YAPICI: SONU BELLİ BİR OYUNUN FİGÜRANLARI GİBİYİZ

Mücella Yapıcı 2015 yılından beri yargılandıklarını bu süreç içerisinde mahkeme heyetinin değiştiğini dile getirdi. Yapıcı yaptığı savunmada, "Şöyle bir kanıya vardım: Sanki sizlerle birlikte sahneye konmuş, sonu beli bir oyunun figüranları gibiyiz. Bu yargılamaların sebebi Gezi'nin bugüne kadar kriminalize edilmesi. Bence sizin işiniz de zor çünkü bize beraat veren hakim yok oluyor. Ben kirada yaşıyorum.  Hala çalışmak zorundayım ama Osman Kavala ile birlikte Gezi'yi fonladığım söyleniyor. Ama Osman Beye de sitem ettim çünkü o kadar mal varlığı ile bize sadece 30 tane poğaça almış" dedi. 

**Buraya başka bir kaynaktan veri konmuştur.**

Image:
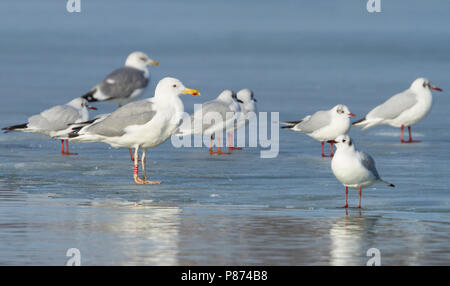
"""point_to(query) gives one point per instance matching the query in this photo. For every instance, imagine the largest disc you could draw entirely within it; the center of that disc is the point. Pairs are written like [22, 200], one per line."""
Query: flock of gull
[147, 123]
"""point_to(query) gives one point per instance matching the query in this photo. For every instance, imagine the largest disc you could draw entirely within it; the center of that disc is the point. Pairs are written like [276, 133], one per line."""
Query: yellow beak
[153, 63]
[191, 91]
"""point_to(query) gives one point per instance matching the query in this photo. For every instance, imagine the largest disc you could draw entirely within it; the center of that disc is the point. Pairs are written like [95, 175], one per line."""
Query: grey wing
[55, 118]
[394, 106]
[314, 122]
[212, 106]
[134, 113]
[122, 82]
[369, 163]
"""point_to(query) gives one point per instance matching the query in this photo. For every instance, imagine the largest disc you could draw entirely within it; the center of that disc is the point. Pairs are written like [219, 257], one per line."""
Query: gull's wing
[122, 82]
[369, 163]
[55, 118]
[394, 106]
[314, 122]
[134, 113]
[211, 106]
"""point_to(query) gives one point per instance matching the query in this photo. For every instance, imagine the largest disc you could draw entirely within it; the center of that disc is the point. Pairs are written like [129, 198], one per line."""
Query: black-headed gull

AVUKAT İŞLER: KARARI VEREN HAKİMLER HAKKINDA FETÖ DAVALARI VAR

Atalay, Kahmaran ve Yapıcı'nın savunmalarının ardından avukat Evren İşler söz aldı. 

Atalay, Kahmaran ve Yapıcı'nın avukatı İşler, "Bu davanın soruşturma aşamasında iletişimin tespiti ve fiziki takip kararı alınıyor. Bu kararlar, talep etmemize rağmen dosyada yok ve bize de verilmiyor. Kararı veren hakimler hakkındaysa FETÖ davaları var. Delil üreten hakim ve savcılardan bahsediyoruz. İddianame, 'Bu delilleri yeniden kıymetlendirdik' diyor. Mahkemeler değişiyor ancak aynı savcının devam etmesi savcılığın bu dosyaya özel şekilde önem verdiğini bize gösteriyor" diye konuştu. 

ALTINAY: 8 YILDIR BU VAKIFLA ALAKAM YOK

Sanık Hakan Altınay ise yaptığı savunmadan, "İddianamede Açık Toplum Vakfında çalışmış olmam dışında tek bir delil yok. 8 yıldır bu vakıfla alakam yok. Fakat bir vakfın üyesi ya da yönetim kurulu başkanı olmak anayasa ile korunan bir haktır" dedi. 

Sanık ve avukatların savunmalarının ardından duruşmaya 13:30'a kadar ara verildi. 

Duruşma aranın ardından Kocaeli'nden SEGBİS ile bağlanan sanığın savunması ile devam etti.  Sanık, Osman Kavala'yı tanımadığını söyleyerek, "Beraat aldığım dava niye bu dava ile birleştirildi, niye burada yargılanıyorum bilmiyorum ki" diye konuştu. 

ÖZERDEN: UYGUN BİR SUÇ MU BULMALIYIM KENDİME 

Gezi davası sanığı Mine Özerden, "Neden burada olduğumu anlamayamıyorum. Avukatım, savcının hakkımdaki suçlamaları bana iletmesini istemişti, ancak bu talebimizi reddettiniz. Bu ne demek şimdi? Düşünüp düşünüp uygun bir suç mu bulmalıyım kendime?" diye sordu. Özerden, "Göz göre göre ormanlar yanıyor. Sormayalım mı? Yüzlerce kadın öldürülüyor. Sormayalım mı? İsnat edilen suçların hiçbiri kanıtlanamadığı halde Osman Kavala tutuklu yargılanıyor. Neden? Sormayalım m?" dedi. 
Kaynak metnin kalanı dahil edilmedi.